В ту же минуту отворилась вторая дверь, и на пороге показалась Жюли, бледная и в слезах.
Моррель встал, дрожа всем телом, и оперся на ручку кресла, чтобы не упасть. Он хотел заговорить, но голос изменил ему.
— Отец, — сказала девушка, умоляюще сложив руки, — простите вашей дочери, что она приносит вам дурную весть!
Моррель страшно побледнел; Жюли бросилась в его объятия.

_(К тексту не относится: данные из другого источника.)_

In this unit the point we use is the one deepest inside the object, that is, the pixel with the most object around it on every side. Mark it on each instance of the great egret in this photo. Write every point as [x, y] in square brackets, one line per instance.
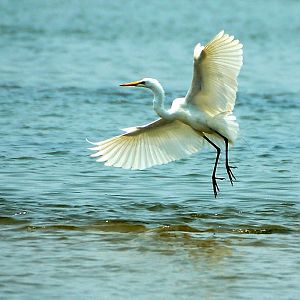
[203, 116]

— Отец, отец! — сказала она. — Не теряйте мужества!
— «Фараон» погиб? — спросил Моррель сдавленным голосом.
Жюли ничего не ответила, но утвердительно кивнула головой, склоненной на грудь отца.
— А экипаж? — спросил Моррель.
— Спасен, — сказала Жюли, — спасен бордоским кораблем, который только что вошел в порт.
Моррель поднял руки к небу с непередаваемым выражением смирения и благодарности.
— Благодарю тебя, боже! — сказал он. — Ты поразил одного меня!
Как ни хладнокровен был англичанин, у него на глаза навернулись слезы.